Ей все равно, чей это койот: ее собственный или чужой. Рей протягивает руку, гладит его и чувствует, как бьется его сердце. Она приходит в восторг от того, что рядом с ней сидит дикий зверь. Она проводит в пустыне всю ночь и к утру знает все тайны койотов. Знает, в каком кактусе нужно искать воду и как находить тропу среди острых и желтых, словно кости, камней. Знает, как нужно стоять на краю скалы, чтобы дикие кролики спокойно прыгали совсем рядом, а ястреб, приняв тебя за камень, пытался сесть на плечо.
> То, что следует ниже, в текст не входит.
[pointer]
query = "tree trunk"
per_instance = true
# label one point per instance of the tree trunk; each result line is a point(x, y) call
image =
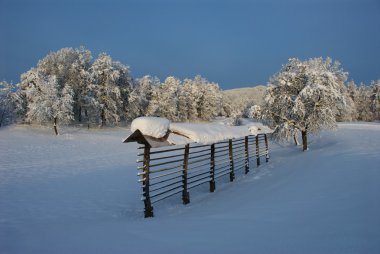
point(103, 117)
point(55, 126)
point(304, 140)
point(295, 139)
point(80, 114)
point(88, 119)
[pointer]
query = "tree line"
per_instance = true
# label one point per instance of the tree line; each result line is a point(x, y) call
point(68, 87)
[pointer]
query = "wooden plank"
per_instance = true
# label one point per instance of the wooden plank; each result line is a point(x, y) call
point(231, 156)
point(148, 211)
point(257, 151)
point(246, 155)
point(212, 168)
point(185, 193)
point(266, 148)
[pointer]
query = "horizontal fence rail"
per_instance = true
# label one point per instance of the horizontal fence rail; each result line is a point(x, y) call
point(167, 172)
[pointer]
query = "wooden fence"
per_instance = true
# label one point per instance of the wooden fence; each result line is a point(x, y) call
point(172, 170)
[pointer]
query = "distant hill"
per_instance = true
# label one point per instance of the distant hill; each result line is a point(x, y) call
point(248, 95)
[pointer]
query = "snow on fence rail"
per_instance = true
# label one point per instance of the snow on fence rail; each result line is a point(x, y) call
point(178, 169)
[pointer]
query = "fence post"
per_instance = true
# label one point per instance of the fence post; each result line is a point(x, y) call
point(257, 150)
point(246, 155)
point(212, 169)
point(185, 193)
point(148, 212)
point(266, 148)
point(232, 172)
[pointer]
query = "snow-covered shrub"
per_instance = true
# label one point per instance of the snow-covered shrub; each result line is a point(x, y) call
point(305, 96)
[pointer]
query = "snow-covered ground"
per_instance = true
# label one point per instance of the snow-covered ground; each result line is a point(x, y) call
point(78, 193)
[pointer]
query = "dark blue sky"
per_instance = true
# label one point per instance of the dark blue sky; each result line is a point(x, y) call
point(235, 43)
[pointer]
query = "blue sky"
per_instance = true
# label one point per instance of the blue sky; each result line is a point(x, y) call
point(236, 43)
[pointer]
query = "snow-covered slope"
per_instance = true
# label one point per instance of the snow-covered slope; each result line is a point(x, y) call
point(78, 193)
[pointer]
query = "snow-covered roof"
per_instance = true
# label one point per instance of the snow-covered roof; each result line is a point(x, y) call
point(158, 131)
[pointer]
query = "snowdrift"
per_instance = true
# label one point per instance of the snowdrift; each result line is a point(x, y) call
point(159, 129)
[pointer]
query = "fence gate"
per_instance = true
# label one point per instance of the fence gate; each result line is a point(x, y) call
point(167, 171)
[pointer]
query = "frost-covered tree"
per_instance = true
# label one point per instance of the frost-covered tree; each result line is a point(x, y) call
point(375, 99)
point(7, 103)
point(71, 67)
point(211, 104)
point(111, 87)
point(168, 98)
point(141, 95)
point(305, 96)
point(48, 102)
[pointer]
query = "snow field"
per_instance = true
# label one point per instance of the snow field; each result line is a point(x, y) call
point(78, 193)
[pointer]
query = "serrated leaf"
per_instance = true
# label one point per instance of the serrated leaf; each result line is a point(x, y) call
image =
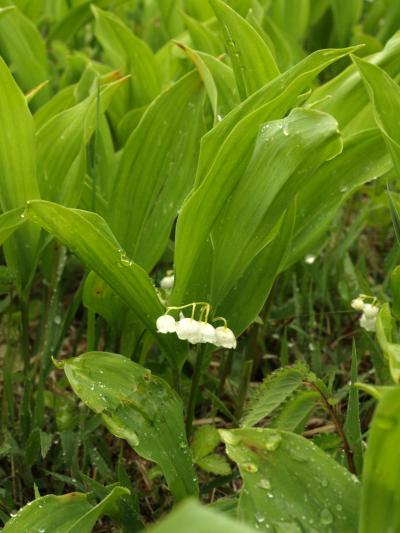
point(161, 155)
point(272, 392)
point(17, 173)
point(290, 484)
point(23, 47)
point(345, 97)
point(390, 349)
point(296, 410)
point(193, 517)
point(352, 426)
point(140, 408)
point(61, 147)
point(88, 235)
point(215, 464)
point(252, 61)
point(205, 440)
point(130, 53)
point(381, 483)
point(384, 94)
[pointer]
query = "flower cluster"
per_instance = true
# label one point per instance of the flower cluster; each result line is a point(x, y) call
point(369, 311)
point(168, 281)
point(197, 331)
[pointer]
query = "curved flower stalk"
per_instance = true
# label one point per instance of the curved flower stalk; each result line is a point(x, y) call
point(197, 331)
point(369, 310)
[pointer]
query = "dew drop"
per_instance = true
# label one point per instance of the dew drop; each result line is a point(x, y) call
point(326, 517)
point(250, 467)
point(264, 484)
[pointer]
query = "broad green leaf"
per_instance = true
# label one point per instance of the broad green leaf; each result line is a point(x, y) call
point(395, 217)
point(252, 61)
point(24, 49)
point(381, 482)
point(61, 143)
point(273, 392)
point(385, 97)
point(128, 52)
point(364, 158)
point(87, 235)
point(62, 514)
point(195, 518)
point(17, 172)
point(345, 97)
point(157, 169)
point(237, 183)
point(290, 484)
point(390, 349)
point(205, 440)
point(140, 408)
point(224, 80)
point(62, 100)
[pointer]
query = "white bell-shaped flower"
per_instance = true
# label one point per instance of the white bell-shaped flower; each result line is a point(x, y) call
point(358, 304)
point(166, 324)
point(167, 282)
point(225, 337)
point(187, 329)
point(207, 332)
point(370, 311)
point(368, 324)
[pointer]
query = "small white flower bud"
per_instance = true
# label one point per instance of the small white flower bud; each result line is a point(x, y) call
point(187, 329)
point(207, 332)
point(166, 324)
point(370, 310)
point(358, 304)
point(368, 324)
point(167, 283)
point(225, 337)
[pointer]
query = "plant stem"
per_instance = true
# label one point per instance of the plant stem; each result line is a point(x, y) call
point(243, 387)
point(194, 388)
point(25, 345)
point(332, 411)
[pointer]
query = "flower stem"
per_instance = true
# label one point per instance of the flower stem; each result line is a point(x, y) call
point(201, 350)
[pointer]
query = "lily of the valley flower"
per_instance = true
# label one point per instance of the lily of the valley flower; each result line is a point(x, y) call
point(197, 331)
point(166, 324)
point(225, 337)
point(167, 282)
point(369, 312)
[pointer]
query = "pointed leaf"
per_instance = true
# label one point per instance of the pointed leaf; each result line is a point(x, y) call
point(290, 484)
point(139, 407)
point(157, 170)
point(17, 172)
point(252, 61)
point(62, 514)
point(91, 239)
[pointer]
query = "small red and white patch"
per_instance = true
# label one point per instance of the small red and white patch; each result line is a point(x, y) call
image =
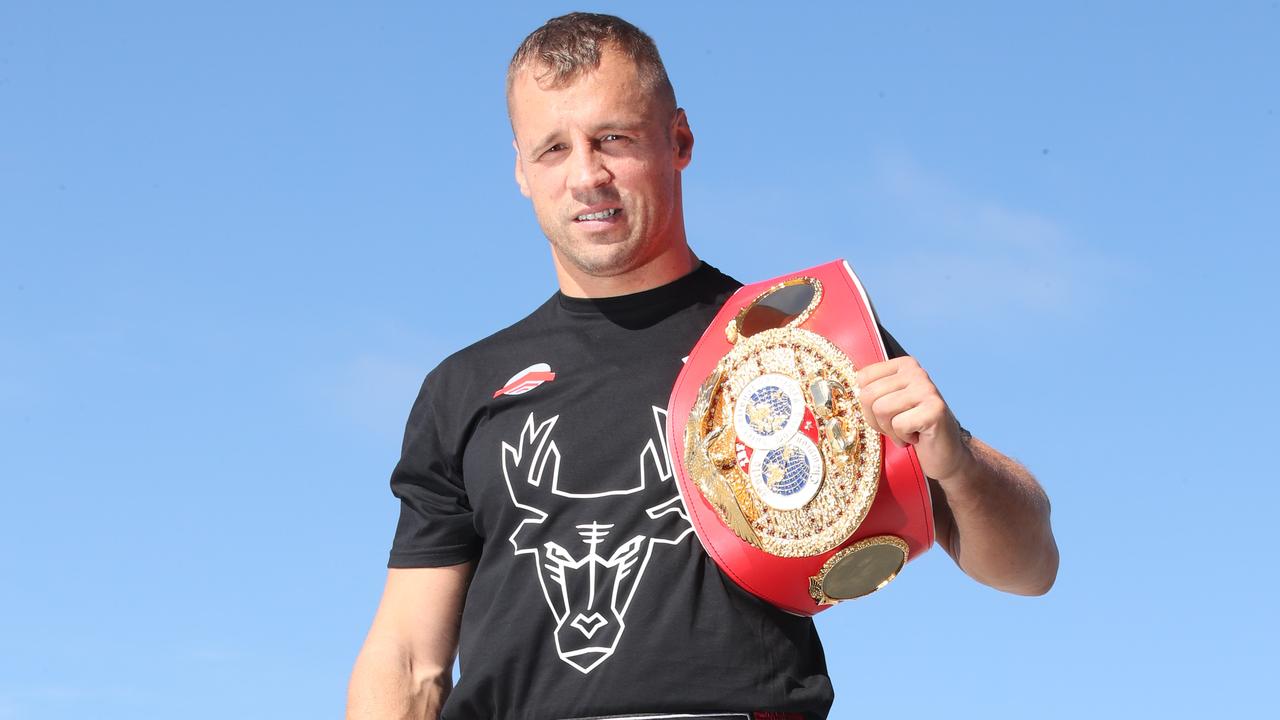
point(528, 379)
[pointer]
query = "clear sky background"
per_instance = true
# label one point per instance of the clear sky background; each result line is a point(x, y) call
point(234, 236)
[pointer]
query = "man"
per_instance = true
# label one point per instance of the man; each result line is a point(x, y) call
point(539, 523)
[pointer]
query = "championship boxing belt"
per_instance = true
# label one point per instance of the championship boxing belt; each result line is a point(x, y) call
point(790, 491)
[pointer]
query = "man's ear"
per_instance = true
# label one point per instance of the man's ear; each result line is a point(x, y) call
point(520, 172)
point(681, 140)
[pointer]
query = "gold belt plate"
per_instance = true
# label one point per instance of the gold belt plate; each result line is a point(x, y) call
point(850, 449)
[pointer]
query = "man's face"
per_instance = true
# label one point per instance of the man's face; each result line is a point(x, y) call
point(600, 159)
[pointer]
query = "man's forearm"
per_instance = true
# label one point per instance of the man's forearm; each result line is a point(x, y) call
point(387, 686)
point(993, 519)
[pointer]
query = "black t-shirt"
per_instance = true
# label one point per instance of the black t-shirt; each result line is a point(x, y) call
point(539, 454)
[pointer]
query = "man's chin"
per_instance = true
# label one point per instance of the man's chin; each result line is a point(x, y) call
point(603, 260)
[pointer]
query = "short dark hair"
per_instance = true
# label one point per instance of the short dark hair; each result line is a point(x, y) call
point(570, 45)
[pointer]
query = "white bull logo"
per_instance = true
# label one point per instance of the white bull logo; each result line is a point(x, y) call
point(589, 572)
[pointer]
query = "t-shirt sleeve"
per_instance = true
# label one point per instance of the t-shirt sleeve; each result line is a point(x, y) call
point(435, 523)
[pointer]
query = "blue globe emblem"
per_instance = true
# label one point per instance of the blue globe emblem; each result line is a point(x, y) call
point(768, 411)
point(785, 469)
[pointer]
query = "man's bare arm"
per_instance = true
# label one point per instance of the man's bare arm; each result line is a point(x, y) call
point(405, 670)
point(990, 513)
point(993, 520)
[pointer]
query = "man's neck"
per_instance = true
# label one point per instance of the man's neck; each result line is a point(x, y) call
point(661, 270)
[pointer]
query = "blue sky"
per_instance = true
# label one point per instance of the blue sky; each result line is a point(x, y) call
point(234, 236)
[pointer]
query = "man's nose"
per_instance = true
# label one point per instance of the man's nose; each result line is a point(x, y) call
point(588, 171)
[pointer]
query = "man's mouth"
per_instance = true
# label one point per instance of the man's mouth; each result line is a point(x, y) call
point(599, 215)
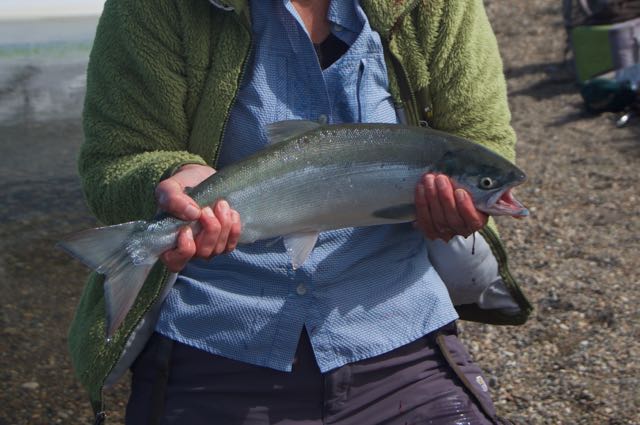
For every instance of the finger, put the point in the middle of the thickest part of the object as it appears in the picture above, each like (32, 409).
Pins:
(234, 233)
(207, 238)
(175, 259)
(423, 215)
(438, 220)
(172, 199)
(474, 219)
(223, 213)
(454, 224)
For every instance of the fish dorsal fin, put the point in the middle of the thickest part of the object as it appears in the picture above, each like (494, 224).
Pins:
(283, 130)
(299, 246)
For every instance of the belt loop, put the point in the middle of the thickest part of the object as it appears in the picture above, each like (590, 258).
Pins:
(440, 340)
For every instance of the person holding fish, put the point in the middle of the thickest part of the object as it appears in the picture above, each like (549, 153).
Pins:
(306, 267)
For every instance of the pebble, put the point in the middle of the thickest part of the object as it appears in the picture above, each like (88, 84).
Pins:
(30, 385)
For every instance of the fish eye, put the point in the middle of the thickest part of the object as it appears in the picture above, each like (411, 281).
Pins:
(486, 183)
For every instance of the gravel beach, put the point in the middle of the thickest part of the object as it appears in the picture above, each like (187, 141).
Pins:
(577, 256)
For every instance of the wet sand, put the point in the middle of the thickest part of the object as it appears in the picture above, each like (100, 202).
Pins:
(577, 256)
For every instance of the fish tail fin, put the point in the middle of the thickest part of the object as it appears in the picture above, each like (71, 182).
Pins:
(104, 249)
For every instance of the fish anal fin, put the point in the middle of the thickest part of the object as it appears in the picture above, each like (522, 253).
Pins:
(299, 246)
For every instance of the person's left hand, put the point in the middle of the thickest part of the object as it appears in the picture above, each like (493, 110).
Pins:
(443, 212)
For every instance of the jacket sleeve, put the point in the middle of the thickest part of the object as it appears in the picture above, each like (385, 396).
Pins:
(468, 87)
(135, 125)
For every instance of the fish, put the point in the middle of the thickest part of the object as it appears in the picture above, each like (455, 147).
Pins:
(310, 178)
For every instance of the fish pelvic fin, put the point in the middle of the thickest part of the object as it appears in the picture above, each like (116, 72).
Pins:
(299, 246)
(104, 250)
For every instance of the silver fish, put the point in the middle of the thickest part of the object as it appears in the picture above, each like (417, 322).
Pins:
(311, 178)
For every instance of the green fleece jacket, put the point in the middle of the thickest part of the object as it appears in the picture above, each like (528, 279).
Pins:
(163, 75)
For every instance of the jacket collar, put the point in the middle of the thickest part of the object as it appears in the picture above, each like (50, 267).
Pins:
(382, 14)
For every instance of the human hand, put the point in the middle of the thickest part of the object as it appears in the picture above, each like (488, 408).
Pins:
(219, 225)
(443, 212)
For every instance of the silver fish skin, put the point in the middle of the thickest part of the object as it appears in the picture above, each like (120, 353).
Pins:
(311, 178)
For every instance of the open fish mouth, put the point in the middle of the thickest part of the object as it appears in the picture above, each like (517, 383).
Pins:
(504, 203)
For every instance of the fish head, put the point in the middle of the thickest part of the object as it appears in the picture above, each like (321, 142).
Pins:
(488, 178)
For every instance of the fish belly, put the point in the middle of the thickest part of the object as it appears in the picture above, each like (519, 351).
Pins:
(323, 198)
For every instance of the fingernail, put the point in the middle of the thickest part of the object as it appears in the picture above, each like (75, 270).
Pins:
(207, 211)
(191, 212)
(429, 180)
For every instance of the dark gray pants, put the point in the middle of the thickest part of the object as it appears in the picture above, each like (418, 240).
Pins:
(429, 381)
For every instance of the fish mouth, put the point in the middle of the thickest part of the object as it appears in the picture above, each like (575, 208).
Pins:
(504, 203)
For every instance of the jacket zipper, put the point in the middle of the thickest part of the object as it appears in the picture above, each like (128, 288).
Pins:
(409, 105)
(243, 71)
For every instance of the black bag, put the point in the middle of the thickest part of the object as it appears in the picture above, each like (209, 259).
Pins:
(599, 12)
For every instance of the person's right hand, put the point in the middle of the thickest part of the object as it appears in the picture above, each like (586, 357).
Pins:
(220, 225)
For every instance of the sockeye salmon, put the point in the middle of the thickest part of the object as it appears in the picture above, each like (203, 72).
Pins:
(310, 179)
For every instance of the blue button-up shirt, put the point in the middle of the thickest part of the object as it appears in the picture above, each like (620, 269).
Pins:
(363, 291)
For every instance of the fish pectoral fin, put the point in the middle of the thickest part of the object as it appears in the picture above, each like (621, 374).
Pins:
(397, 212)
(283, 130)
(299, 246)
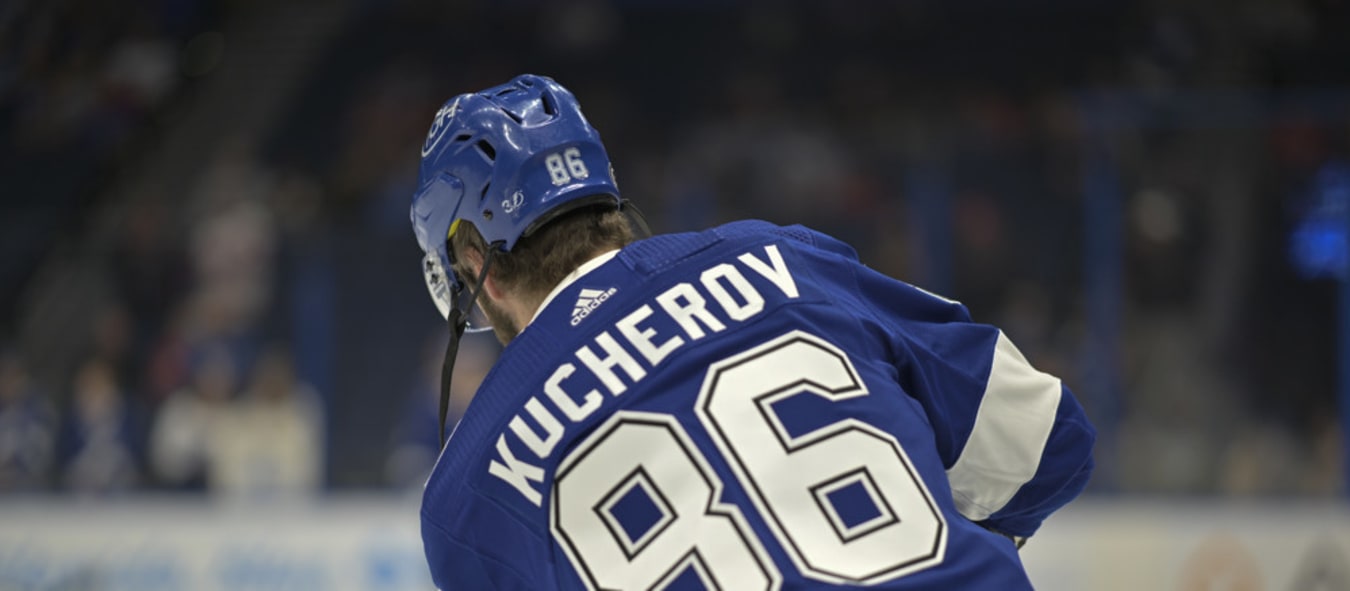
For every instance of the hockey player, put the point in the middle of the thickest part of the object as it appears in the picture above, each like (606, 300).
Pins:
(744, 408)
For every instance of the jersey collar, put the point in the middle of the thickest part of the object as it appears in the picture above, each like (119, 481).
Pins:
(571, 278)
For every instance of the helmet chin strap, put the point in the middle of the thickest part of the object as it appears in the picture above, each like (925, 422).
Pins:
(458, 319)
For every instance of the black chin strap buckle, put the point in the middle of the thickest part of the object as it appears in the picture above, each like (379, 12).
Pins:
(458, 320)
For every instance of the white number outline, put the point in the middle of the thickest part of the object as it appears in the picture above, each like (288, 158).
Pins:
(566, 166)
(852, 425)
(714, 506)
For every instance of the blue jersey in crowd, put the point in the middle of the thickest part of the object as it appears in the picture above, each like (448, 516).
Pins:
(749, 408)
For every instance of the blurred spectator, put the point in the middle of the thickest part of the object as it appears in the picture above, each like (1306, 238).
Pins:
(415, 441)
(185, 429)
(100, 444)
(27, 429)
(269, 444)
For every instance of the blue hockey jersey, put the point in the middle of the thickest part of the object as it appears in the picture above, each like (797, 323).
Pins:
(749, 408)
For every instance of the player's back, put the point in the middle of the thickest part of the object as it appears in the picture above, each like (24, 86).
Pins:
(713, 410)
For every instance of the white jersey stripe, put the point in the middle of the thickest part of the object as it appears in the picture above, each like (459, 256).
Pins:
(1011, 427)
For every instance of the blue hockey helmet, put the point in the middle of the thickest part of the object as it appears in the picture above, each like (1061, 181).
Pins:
(508, 159)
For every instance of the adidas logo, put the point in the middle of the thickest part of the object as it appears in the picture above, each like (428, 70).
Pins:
(587, 301)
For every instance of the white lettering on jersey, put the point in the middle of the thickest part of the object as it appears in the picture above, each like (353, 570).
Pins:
(776, 273)
(724, 284)
(517, 474)
(694, 308)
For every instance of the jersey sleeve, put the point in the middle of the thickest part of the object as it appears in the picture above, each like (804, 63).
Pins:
(1014, 441)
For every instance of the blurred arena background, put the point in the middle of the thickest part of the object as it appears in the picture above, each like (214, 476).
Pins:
(218, 362)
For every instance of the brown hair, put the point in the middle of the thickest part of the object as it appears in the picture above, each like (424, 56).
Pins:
(543, 258)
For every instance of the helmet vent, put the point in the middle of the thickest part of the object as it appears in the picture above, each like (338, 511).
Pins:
(486, 150)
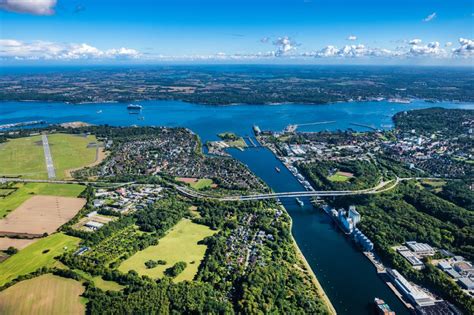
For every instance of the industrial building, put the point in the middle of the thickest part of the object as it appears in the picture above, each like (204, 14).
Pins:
(363, 241)
(412, 293)
(420, 249)
(410, 257)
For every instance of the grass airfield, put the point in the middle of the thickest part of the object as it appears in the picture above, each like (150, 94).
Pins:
(25, 156)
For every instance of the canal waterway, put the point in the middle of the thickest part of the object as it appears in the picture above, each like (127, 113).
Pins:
(347, 276)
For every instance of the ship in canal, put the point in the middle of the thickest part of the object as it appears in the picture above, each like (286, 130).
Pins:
(299, 202)
(382, 308)
(134, 107)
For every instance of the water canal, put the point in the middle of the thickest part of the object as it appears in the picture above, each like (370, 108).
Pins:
(346, 275)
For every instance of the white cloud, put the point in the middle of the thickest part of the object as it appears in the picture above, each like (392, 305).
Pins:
(43, 50)
(430, 17)
(352, 51)
(37, 7)
(466, 49)
(432, 49)
(415, 41)
(284, 45)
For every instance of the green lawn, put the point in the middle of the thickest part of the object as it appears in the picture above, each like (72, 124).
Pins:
(99, 282)
(27, 190)
(46, 294)
(71, 152)
(35, 256)
(180, 244)
(202, 183)
(25, 156)
(338, 177)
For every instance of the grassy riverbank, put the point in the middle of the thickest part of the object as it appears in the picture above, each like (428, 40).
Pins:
(314, 279)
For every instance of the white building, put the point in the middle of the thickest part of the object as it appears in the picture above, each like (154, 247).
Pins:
(420, 249)
(354, 215)
(412, 293)
(94, 225)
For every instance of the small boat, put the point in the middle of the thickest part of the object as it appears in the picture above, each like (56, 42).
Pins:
(134, 106)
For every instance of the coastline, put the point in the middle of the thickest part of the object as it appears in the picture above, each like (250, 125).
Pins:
(314, 279)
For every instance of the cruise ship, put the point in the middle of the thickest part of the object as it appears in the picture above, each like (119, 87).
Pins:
(382, 308)
(134, 106)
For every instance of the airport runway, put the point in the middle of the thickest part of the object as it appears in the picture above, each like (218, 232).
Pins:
(48, 158)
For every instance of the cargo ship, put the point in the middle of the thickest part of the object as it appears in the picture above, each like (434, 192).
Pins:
(382, 308)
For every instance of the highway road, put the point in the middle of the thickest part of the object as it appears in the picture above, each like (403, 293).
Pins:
(383, 186)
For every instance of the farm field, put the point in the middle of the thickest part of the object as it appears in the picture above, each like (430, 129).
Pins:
(41, 214)
(26, 191)
(71, 152)
(46, 294)
(36, 255)
(25, 156)
(99, 282)
(179, 244)
(18, 243)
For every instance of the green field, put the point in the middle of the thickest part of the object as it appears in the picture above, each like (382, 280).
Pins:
(99, 282)
(180, 244)
(25, 191)
(202, 183)
(25, 156)
(338, 177)
(46, 294)
(71, 152)
(35, 256)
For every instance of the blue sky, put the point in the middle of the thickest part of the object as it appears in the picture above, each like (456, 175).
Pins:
(310, 31)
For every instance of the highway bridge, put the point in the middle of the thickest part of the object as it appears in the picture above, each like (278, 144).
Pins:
(383, 186)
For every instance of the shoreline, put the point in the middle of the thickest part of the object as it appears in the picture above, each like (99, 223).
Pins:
(306, 265)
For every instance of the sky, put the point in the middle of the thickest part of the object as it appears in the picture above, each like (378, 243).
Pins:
(237, 31)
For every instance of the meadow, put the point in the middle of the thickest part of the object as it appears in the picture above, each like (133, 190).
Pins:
(26, 191)
(46, 294)
(37, 255)
(179, 244)
(25, 156)
(71, 152)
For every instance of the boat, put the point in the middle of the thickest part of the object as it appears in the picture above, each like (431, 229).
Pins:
(382, 308)
(134, 106)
Под конец она узнала, что бывают такие моменты, когда можешь драться и получить все, что захочешь, но тогда — рано или поздно — захочется запрокинуть голову и завыть на луну.
Потом она возвращается в мотель, но на минуту задерживается, усевшись на подоконнике. Все спят, укрывшись белыми простынями, им снится родной дом. На подоконнике остается песок, он сыплется на ковер в комнате. Джессап ворочается во сне, и Рей сдерживает дыхание. Он на секунду приоткрывает глаза, но не замечает Рей и не слышит, как она тихо спрыгивает на ковер и засыпает, свернувшись комочком, на пороге комнаты.
Проснувшись рано утром, Рей уже знала, что должна уехать. Ей нужен свежий воздух, завтрак по утрам и чистая одежда. Джессап не проснулся, пока она принимала душ, не услышал, как она тихо закрыла окно, не услышал, как хлопнула дверь. Об их последней встрече она подумает позже, а сейчас ей нужно как можно скорее пересечь пустыню, пока солнце стоит низко. Гостиница была в точности такой, какой она увидела ее по приезде. Работал кондиционер, бормотали водопроводные трубы, в ванной стояла бутылка текилы, валялись пачка лезвий для бритья и пластиковый мешок с чашками «дикси». Вместе с Рей исчезли только две вещи: на ночном столике больше не было ключей от машины, а на автостоянке, где Джессап прошлой ночью поставил «олдсмобиль», осталось пустое место.
Когда Джессап проснулся, асфальт на автостоянке уже начал раскаляться. К полудню его температура будет все пятьдесят. Но Рей к этому времени уже мчалась по шоссе. В «олдсмобиле» были опущены все окна, и единственное, что она чувствовала, был тугой ветер, бивший в лицо.
В ту ночь, когда Лайла родила дочь, она успела подняться на два лестничных пролета, прежде чем поняла, что больше не может идти. Цепляясь за железную решетку перил, она медленно опустилась на пол. В середине жутко холодной зимы выдалась удивительно теплая неделя, когда вместо снега шел дождь и все горожане выглядели какими-то заторможенными, словно им нездоровилось. Родители Лайлы ее хандру объясняли погодой и периодом взросления, вызывавшим у их восемнадцатилетней дочери некие таинственные боли. Начиная с осени Лайла наотрез отказывалась надевать что-либо, кроме широкого голубого платья, которое висело на ней мешком. Она отказывалась от ужинов и ланчей, но все же располнела и ходила вперевалку. По ночам соседи слышали ее плач, но когда она засыпала, то разбудить ее не могла даже сирена, завывающая прямо возле дома. Никто не осмелился спросить Лайлу, что с ней происходит, из боязни услышать ответ, и поэтому свою беременность она скрыла довольно легко. Но в тот январский день, когда у нее подкосились ноги и она без сил опустилась на пол, Лайла поняла, что скрывать ей придется еще очень многое.